まさか帰ってきて早々にエースが彼女にちょっかいを出したのかと、ため息が漏れた。

「……姉ちゃんなんで海賊船にのってんだよ…!!!」
「は!?姉ちゃん?!?!」

エースの言葉に、思わずサッチは大きな声をあげた。

「サッチ!!」
「エースおまえどういうことだ?!」
「こっちが聞きてえよ!!」

ぎゃあぎゃあと言い合いになった。それを困った様子で眺めている名前の後ろに、マルコが現れる。

「おまえらとりあえず落ち着けよい!」

二人の頭にげんこつが落ち、辺りは静まった。

「……んで、どういうことだい」

サッチ、名前、エースが甲板に座り、その前にマルコがたっている。
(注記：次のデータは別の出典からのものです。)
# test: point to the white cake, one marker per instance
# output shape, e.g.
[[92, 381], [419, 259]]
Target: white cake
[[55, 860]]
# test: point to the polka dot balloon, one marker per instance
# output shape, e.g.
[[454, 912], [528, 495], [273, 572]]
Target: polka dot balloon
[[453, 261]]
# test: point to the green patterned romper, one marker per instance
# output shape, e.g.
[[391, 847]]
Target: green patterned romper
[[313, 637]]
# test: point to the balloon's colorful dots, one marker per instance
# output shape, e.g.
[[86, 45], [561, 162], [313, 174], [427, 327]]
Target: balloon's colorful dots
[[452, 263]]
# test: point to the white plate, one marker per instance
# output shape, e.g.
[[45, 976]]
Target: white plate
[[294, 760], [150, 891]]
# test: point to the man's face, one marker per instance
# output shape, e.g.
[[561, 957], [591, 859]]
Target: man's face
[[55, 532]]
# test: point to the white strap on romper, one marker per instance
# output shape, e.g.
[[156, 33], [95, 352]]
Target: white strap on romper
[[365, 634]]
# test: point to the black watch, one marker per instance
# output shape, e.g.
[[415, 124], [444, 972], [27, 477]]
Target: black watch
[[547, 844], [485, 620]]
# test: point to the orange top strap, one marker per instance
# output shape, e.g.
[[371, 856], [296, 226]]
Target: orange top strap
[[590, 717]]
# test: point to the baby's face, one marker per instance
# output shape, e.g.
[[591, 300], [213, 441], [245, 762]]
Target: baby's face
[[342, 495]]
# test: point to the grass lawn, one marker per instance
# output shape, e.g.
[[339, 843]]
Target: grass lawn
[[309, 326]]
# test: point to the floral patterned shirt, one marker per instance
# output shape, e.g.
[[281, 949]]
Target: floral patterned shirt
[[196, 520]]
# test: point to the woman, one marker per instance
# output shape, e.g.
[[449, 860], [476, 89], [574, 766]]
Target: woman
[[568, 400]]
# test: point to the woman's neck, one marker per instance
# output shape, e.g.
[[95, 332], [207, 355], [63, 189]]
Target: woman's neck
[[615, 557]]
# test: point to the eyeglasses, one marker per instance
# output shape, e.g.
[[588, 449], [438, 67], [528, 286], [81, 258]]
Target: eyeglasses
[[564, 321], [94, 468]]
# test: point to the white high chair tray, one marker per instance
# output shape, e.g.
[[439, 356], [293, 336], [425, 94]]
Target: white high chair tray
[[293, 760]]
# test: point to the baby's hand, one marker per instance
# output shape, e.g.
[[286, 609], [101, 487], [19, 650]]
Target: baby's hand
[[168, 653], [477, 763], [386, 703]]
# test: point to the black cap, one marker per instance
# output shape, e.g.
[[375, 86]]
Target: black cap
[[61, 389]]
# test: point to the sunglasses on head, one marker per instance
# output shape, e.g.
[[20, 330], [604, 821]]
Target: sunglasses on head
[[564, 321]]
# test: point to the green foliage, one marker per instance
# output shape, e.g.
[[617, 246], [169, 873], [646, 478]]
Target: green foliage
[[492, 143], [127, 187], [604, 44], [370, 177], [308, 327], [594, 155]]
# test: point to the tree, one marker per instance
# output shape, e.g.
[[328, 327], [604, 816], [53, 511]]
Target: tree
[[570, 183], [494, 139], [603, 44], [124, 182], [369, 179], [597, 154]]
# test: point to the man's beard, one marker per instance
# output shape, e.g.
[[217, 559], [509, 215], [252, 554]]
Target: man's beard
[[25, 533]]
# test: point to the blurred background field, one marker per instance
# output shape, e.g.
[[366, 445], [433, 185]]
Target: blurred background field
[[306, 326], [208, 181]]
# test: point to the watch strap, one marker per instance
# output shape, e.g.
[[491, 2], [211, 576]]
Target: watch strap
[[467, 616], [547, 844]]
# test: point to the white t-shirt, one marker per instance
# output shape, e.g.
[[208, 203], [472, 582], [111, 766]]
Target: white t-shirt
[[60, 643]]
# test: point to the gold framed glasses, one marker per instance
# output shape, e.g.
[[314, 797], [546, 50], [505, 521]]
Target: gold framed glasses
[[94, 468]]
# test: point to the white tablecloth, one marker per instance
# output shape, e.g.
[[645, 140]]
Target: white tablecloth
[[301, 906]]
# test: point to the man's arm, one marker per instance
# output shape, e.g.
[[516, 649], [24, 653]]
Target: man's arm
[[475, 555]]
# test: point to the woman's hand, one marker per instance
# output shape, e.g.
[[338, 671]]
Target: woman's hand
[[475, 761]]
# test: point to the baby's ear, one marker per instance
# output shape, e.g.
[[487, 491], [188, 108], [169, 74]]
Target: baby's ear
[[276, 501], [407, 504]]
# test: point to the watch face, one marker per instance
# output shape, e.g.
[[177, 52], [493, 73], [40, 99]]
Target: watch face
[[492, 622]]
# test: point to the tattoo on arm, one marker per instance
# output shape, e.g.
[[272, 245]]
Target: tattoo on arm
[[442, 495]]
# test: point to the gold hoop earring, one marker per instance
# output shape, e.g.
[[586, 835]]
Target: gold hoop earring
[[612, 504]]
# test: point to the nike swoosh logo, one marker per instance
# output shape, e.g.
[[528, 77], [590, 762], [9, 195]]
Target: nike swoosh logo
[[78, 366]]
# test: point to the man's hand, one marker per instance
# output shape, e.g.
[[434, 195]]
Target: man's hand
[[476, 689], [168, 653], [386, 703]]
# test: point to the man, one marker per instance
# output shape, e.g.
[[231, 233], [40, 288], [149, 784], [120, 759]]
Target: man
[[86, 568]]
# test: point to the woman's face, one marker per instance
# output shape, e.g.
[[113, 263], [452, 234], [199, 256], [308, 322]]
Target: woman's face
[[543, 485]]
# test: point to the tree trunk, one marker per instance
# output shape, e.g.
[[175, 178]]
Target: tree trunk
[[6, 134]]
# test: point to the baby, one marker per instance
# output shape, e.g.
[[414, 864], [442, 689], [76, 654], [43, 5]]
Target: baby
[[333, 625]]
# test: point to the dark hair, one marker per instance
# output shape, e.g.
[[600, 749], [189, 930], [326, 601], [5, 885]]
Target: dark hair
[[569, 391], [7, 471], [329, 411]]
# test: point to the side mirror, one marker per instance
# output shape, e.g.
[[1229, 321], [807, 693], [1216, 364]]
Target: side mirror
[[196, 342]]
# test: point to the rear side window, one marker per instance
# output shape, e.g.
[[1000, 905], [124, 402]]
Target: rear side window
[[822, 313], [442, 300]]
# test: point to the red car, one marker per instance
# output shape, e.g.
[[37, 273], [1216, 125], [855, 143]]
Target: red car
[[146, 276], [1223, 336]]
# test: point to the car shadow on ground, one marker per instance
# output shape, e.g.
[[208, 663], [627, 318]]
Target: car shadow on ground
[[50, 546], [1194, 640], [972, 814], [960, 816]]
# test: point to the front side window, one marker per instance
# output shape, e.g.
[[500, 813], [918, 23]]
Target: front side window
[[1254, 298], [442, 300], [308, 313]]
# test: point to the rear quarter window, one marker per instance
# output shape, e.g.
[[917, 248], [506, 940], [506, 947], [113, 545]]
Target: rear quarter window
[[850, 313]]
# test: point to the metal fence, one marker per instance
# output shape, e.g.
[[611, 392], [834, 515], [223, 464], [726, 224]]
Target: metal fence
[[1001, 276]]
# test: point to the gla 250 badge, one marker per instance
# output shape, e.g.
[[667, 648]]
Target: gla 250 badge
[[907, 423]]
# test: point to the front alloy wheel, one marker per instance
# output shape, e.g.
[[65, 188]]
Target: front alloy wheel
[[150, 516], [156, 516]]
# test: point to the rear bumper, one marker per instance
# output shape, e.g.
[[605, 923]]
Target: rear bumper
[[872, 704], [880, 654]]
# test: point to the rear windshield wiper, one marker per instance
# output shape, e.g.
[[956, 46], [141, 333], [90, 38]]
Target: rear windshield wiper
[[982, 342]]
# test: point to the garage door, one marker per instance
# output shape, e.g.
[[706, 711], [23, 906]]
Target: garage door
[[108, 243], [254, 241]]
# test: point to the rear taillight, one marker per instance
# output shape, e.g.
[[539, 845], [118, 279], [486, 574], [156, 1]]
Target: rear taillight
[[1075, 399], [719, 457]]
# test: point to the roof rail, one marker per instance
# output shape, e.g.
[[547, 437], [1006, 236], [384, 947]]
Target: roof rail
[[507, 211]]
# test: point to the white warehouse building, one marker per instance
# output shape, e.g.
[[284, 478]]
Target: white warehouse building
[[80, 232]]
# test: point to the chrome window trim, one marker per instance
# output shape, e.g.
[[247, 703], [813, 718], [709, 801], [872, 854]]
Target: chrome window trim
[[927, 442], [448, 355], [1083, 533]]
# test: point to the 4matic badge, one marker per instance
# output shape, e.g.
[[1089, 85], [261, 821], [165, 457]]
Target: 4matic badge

端から見ればまるでお叱りを受けているかのようだ。

「一から話してみろい!」
「いや…だからな、帰ってきたらいきなり抱きつかれて…」

エースがそう言って名前を見る。
そしてまたマルコへと視線を戻した。

「誰だって聞いたら、姉ちゃんだったんだよ!」
「だから、姉ちゃんってどういうことなんだよ?」

サッチがそう尋ねると、それこそ不思議だと言わんばかりにエースは首をかしげて見せた。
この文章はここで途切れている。